Весной они вышли из убежищ и принялись восстанавливать Хаммерфест. Но выстроить его таким же, как до войны, было не из чего. Потому-то теперь город местами выглядит так дешево и безлико: воплощение не красоты, но стойкости духа. Семья Марте, как могла, отстроила дом, даже покрасила в тот же цвет, той же ярко-красной краской, а когда Фрейя подросла, Марте рассказала ей о Фритьофе Андресене, ее отце. После войны о нем никто ничего не слышал. Все думали, что он, как многие другие, бежал в Швецию. Порой Фрейя приходила на берег, разглядывала рыбацкие суда и представляла, как отец сидит на верхушке мачты и высматривает ее. Она мечтала, что в один прекрасный день он вернется, но шли годы, она выросла, обзавелась собственной семьей, перестала ждать его возвращения, возненавидела отца, а потом перестала и ненавидеть: просто-напросто забыла о нем. До приезда Фэй она не вспоминала о нем годами.
– Мне кажется, мама так его и не простила, – говорит Фрейя. – Жилось ей почти всю жизнь несладко, она злилась не то на него, не то на себя. Ее уже нет в живых.
Времени восьмой час. В кухонное окно бьют косые золотые лучи. Фрейя хлопает ладонями по столу и встает.
– Пошли к воде, – говорит она. – Посмотрим закат.
Она приносит Фэй пальто и по дороге на берег объясняет, что в Хаммерфесте очень любят закаты, потому что они здесь бывают нечасто. Сегодня солнце садится в четверть девятого. Месяц назад оно садилось в полночь. Еще через месяц в половине шестого будет уже темно. А начиная с середины ноября солнце будет вставать около одиннадцати утра, чтобы через полтора часа уже закатиться, и так два месяца подряд.
– Два месяца темноты, – произносит Фэй. – Как же вы тут живете?
– Ко всему привыкаешь, – отвечает Фрейя. – Да и как иначе?

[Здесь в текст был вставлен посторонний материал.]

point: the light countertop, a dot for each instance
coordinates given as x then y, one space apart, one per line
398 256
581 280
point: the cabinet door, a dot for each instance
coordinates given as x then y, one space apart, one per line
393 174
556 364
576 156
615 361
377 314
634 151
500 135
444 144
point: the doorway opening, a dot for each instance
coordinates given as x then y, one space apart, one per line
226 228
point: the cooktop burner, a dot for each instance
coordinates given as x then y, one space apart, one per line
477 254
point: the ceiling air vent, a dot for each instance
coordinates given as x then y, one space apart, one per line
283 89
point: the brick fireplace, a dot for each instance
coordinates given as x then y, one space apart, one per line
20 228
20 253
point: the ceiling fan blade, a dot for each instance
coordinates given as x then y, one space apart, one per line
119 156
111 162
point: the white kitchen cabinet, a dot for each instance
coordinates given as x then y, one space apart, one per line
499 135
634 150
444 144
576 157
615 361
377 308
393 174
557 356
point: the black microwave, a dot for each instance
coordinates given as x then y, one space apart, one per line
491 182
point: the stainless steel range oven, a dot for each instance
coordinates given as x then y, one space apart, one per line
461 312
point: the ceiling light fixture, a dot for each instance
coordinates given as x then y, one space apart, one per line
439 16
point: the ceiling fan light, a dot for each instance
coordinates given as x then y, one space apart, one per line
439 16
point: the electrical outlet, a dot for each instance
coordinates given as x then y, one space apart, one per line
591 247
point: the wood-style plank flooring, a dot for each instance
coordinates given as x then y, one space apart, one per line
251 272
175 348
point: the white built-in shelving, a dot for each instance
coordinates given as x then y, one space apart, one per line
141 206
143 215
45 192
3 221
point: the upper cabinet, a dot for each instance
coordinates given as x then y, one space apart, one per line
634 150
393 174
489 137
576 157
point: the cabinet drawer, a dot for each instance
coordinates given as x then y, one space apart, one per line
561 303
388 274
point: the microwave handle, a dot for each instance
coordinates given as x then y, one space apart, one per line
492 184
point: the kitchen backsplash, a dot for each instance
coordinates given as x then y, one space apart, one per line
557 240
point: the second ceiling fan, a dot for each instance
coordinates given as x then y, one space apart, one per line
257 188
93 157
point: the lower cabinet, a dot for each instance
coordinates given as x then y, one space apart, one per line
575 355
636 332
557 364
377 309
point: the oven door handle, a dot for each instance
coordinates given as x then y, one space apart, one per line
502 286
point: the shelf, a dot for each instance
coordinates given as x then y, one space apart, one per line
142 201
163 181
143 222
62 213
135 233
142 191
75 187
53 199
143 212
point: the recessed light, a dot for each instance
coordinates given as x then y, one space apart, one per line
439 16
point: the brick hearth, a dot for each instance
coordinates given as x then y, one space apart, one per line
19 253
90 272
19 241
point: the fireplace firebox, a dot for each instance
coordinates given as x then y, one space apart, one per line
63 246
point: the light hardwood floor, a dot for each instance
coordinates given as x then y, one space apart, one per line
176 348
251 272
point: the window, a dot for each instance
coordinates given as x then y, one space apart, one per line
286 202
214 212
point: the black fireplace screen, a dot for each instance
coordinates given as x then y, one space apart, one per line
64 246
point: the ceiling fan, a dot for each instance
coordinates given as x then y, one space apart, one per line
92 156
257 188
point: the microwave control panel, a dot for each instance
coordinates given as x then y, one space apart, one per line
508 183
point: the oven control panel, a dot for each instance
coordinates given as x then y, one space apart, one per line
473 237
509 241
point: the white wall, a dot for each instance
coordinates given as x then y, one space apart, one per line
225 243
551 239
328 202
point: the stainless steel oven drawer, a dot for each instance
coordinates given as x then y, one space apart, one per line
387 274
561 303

Они молча сидят на мостках, пьют кофе. Дует холодный бриз, над Норвежским морем садится медное солнце.
Фэй пытается представить, как отец с обветренным красным лицом сидел высоко над водой, на самой верхушке мачты. Каково-то ему после этого работалось на заводе “Кемстар” в Айове, где приходилось крутить диск телефона, записывать цифры, заниматься бумажной работой, стоя на плоской безжизненной земле? О чем он думал, когда они отплывали в Исландию, когда смотрел, как скрывается из виду Хаммерфест, где остались его дом и ребенок? Долго ли он об этом жалел? Сильно ли? Фэй кажется, что отец жалел об этом всю жизнь. Что сожаление стало его сердечной тайной, его сокровенным секретом. Она вспоминает, как отец смотрел вдаль, когда думал, что никого нет рядом. Фэй всегда гадала, что же он видит в такие минуты, и вот теперь, похоже, поняла. Он видел это место, этих людей. Размышлял, как сложилась бы жизнь, прими он иное решение. Недаром же их звали так похоже: Фрейя и Фэй. Когда отец назвал ее Фэй, вспоминал ли он о другой дочери? Когда произносил ее имя, слышал ли эхо другого имени? Что если Фэй всегда напоминала ему о тех, кого он бросил? Быть может, он пытался себя наказать? Дом в Хаммерфесте он описывал так, будто сам в нем жил, так, словно это был его собственный дом. Наверно, отец действительно считал его своим. Наверно, он представлял, как унаследовал ферму с ярко-красным домом, и эта фантазия стала для него реальностью. Порой такие вот выдумки куда убедительнее настоящей жизни, уж Фэй-то это знает.